As an aside, I was a PhD student at Cornell when Kate Hootman, PhD, RD was wrapping up their dissertation that included an epidemiological analysis that was one of the first to stumble onto erythritol being elevated in folks with elevated central adiposity and showed with some collaborators doing isotope tracing that erythritol is made from glucose through the PPP. Dr. Martha Field at Cornell has continued to do work in this space, identifying alcohol dehydrogenase 1 (ADH1) and sorbitol dehydrogenase (SORD) as being the enzymes capable of reducing erythrose in the PPP to erythritol, showing that oxidative stress upregulates erythritol synthesis, and further assessing the impact of chronic exposure in mice in the context of a high or low fat diet on body weight gain and glucose tolerance (no significant effect). The Field lab also has a recent preprint out showing that mice consuming high sucrose concentrations in their water have elevated erythritol in the urine and plasma, indicating that plasma levels could be a marker of simple sugar intakes as well. This is a lab to watch if you’re interested in following some of the science on erythritols health effects.

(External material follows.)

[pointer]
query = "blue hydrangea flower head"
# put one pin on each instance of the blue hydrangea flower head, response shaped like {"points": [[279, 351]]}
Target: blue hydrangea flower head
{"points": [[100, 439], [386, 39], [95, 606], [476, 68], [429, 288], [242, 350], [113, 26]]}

A final note to conclude on - expect to see more of these types of headlines. Metabolomics investigations are very common these days, and linking a metabolite associated with disease to diet in some way is extremely easy (typically only a degree or 2 of separation away at max). We will have abundant ‘metabolite related to diet associated with disease’ headlines that we have to sift through - we should always be asking for whether there is direct evidence, ideally in humans, of harm from intake. Erythritol is a great example of something that is in the diet but can also be made endogenously, where we are not sure if it is causally linked to disease but there is speculative evidence to say that it might be, so the media and influencers will run with headlines about it. In isolated incidents this might sound reasonable, but when we ultimately look at a body of evidence, full of associations in every which direction and speculative mechanistic data that points towards changing our diets in some way, we’ll inevitably just reinforce the current state of affairs in nutrition where we have 50 Netflix documentaries claiming wildly disparate diets are the best for you because of *handwaving*.